The new company will have corporate offices in Charlotte, North Carolina (Lance’s headquarters) with certain key leaders and functions continuing to be headquartered in Hanover, PA (Snyder’s headquarters).

What about the existing facilities where Snyder’s products are made? Will these remain open following the closing of the merger?
Our ultimate goal with the proposed merger is to create a stronger snack food company with a broad offering of snack food products consumers want made by a customer-focused company.

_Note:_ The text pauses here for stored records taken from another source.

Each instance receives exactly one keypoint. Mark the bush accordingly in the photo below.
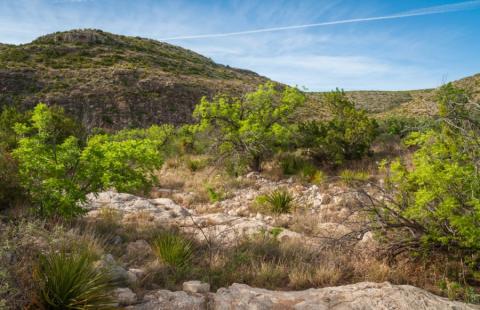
(346, 135)
(432, 205)
(10, 190)
(57, 170)
(296, 165)
(173, 250)
(278, 201)
(214, 195)
(70, 281)
(349, 177)
(248, 131)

We hope to take advantage of the existing Snyder’s and Lance facilities and their locations to leverage capacity and to improve access and service to our retail partners and ultimately, our loyal consumers.

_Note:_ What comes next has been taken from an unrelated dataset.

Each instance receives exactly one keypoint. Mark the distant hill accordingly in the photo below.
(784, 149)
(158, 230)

When will the merger take effect?
Pending regulatory and shareholder approval, we hope to finalize the deal in the fall.

ABOUT LANCE AND SNYDER’S BRANDS

What other brands does Snyder’s make?
Snyder’s of Hanover is best known for the company’s iconic pretzel brand which is the U.S. leader in pretzels. Other brands in the Snyder’s family include Grande®, Jays®, O-Ke-Doke®, Krunchers!® and EatSmart® Naturals.

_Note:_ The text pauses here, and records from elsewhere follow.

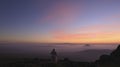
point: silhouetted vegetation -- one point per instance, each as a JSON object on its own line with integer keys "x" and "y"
{"x": 112, "y": 60}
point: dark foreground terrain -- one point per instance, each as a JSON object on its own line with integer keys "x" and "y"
{"x": 112, "y": 60}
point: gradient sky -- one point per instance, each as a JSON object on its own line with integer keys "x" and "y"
{"x": 59, "y": 21}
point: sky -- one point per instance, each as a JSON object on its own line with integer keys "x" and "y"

Will you be phasing out any products or brands made by Lance?
Our plan is for the combined company to have a well-established portfolio of snack food brands that includes the iconic Snyder’s pretzels, iconic Lance sandwich crackers as well as Cape Cod®, Grande®, Tom’s®, Jays®, O-Ke-Doke®, Stella D’oro®, Krunchers!®, Archway®, EatSmart® Naturals and Lance Private Brands. Products will include pretzels, sandwich crackers, potato chips, popcorn, crackers, tortilla chips, cookies, sugar wafers, nuts and seeds, among others.

Will I still be able to find my favorite Lance products on store shelves?
Yes. There are no planned changes with the current products available at the retailers who carry Lance products.

 

Important Information for Investors and Stockholders
This memorandum relates to a proposed merger between the Company and Snyder’s that will become the subject of a registration statement, which will include a joint proxy statement/prospectus, to be filed by the Company with the SEC. This memorandum is not a substitute for the joint proxy statement/prospectus that Lance will file with the SEC or any other document that the Company may file with the SEC or the Company or Snyder’s may send to its stockholders in connection with the proposed merger. INVESTORS AND SECURITY HOLDERS ARE URGED TO READ THE JOINT PROXY STATEMENT/PROSPECTUS AND ALL OTHER RELEVANT DOCUMENTS THAT MAY BE FILED WITH THE SEC OR SENT TO SHAREHOLDERS, INCLUDING THE DEFINITIVE JOINT PROXY STATEMENT/PROSPECTUS THAT WILL BE PART OF THE REGISTRATION STATEMENT ON FORM S-4, AS THEY BECOME AVAILABLE BECAUSE THEY WILL CONTAIN IMPORTANT INFORMATION ABOUT THE PROPOSED MERGER. All documents, when filed, will be available in the case of the Company, free of charge at the SEC’s website (www.sec.gov) or by directing a request to the Company through Dee Noon, Assistant to the CFO, at 704-556-5727 and, in the case of Snyder’s, by directing a request to John Bartman, Vice President of Human Resources, at 717-632-4477.

Participants in the Solicitation
Snyder’s, the Company and their respective directors and executive officers may be deemed under the rules of the SEC to be participants in the solicitation of proxies from the stockholders of the Company. A list of the names of those directors and executive officers and descriptions of their interests in the Company and Snyder’s will be contained in the joint proxy statement/prospectus which will be filed by the Company with the SEC. Stockholders may obtain additional information about the interests of the directors and executive officers in the proposed transaction by reading the joint proxy statement/prospectus when it becomes available.